I love it when the beans sprout out of the ground. The shell around their seed pod hangs onto the first leaves which unfold, eventually falling away as the plant grows. Sometimes that shell hangs on, not wanting to give up protecting its little plant. Even when the plant is a few inches tall, the shell might remain.

As a parent, sometimes I wish I could keep my protecting arms around my kids every minute of every day. Just because they are in their twenties doesn’t mean I don’t worry about them as much – maybe more – then I did when they were toddlers. But just like the bean plant, it looks pretty silly for me to be hanging onto them when they are taller than me and out on their own.

The bean plants will have to deal with the hot sun and cool nights, dry days and torrential rains. To some extent I can continue to protect my bean plants, at least watering them when it doesn’t rain, but don’t expect me to be out there covering them in the event of an early summer frost. They are on their own then. Our children, on the other hand, are protected in all weather, from droughts to floods, from frost to heat wave. No matter what the elements bombard them with, they are covered by the love of their heavenly Father.

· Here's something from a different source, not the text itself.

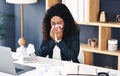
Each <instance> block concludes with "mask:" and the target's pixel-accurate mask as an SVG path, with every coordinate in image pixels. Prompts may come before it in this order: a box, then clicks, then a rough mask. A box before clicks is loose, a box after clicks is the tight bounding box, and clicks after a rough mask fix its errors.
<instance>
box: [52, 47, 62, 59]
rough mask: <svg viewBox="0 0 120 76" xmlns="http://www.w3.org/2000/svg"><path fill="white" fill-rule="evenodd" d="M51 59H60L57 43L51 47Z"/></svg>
mask: <svg viewBox="0 0 120 76" xmlns="http://www.w3.org/2000/svg"><path fill="white" fill-rule="evenodd" d="M53 59H58V60H61V50H60V48H59V47H58V46H57V45H55V47H54V48H53Z"/></svg>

The LORD will guide you continually, And satisfy your soul in drought, And strengthen your bones; You shall be like a watered garden, And like a spring of water, whose waters do not fail. (Isaiah 58:11, New King James Version)

Friday, June 3, 2011

More about horses

Oh, can you believe it? I am talking about horses again.

No visit to my mom's cousin in Virginia would be complete without a visit to the horses. I don't remember if I told you in a much earlier blog, but this particular cousin raises horses. Not just any horses, but horses who will, hopefully, go on to harness race.

I think that everybody in this country knows about the Kentucky Derby for thoroughbreds, and most people have heard of the Preakness and the Belmont, which round out the Triple Crown. But how many non-horse people know about the Hambletonian Stakes? Or that the race is named after Hambletonian, the horse who would become the father of all Standardbred horses in America? Or that some harness races are for trotters and some for pacers? And do you know the difference between a horse trotting and pacing?

I will not bore you with all of that. You can look it up on Wikipedia, or where ever else you get your odd facts and interesting trivia. Me? Sorry, I looked it up just to be sure, but yes, the girl from Wisconsin who never had much of a life already knew all of this stuff about harness racing. Is it because I have a relative who raises them or just because I was horse-crazy at an adolescent, I am not sure.


Wednesday, June 1, 2011

Just another house

I realize it has been a couple days, but I am still going to finish telling you about the trip to Virginia that my mom, my daughter Val and I took over Spring Break in 2008.

After the trip to the ER, and a visit with my great-aunt and great-uncle, the next stop in Virginia was at my mom's cousin's house. I tried describing it to Val, actually I described it pretty much like these pictures. Val did not believe me. She thought I was kidding or something. She didn't think that we really had relatives who lived in a genuine restored plantation house at the end of a boulevard-like driveway.

I've lived most of my life in a simple ranch containing three bedrooms or less. If I got up in the night to go to the bathroom in a house larger than that I would get hopelessly lost. Wow, it would be worth it though. I love my cousin's house; I always have. It is just plain cool - romantic and mysterious and cozy, all at the same time.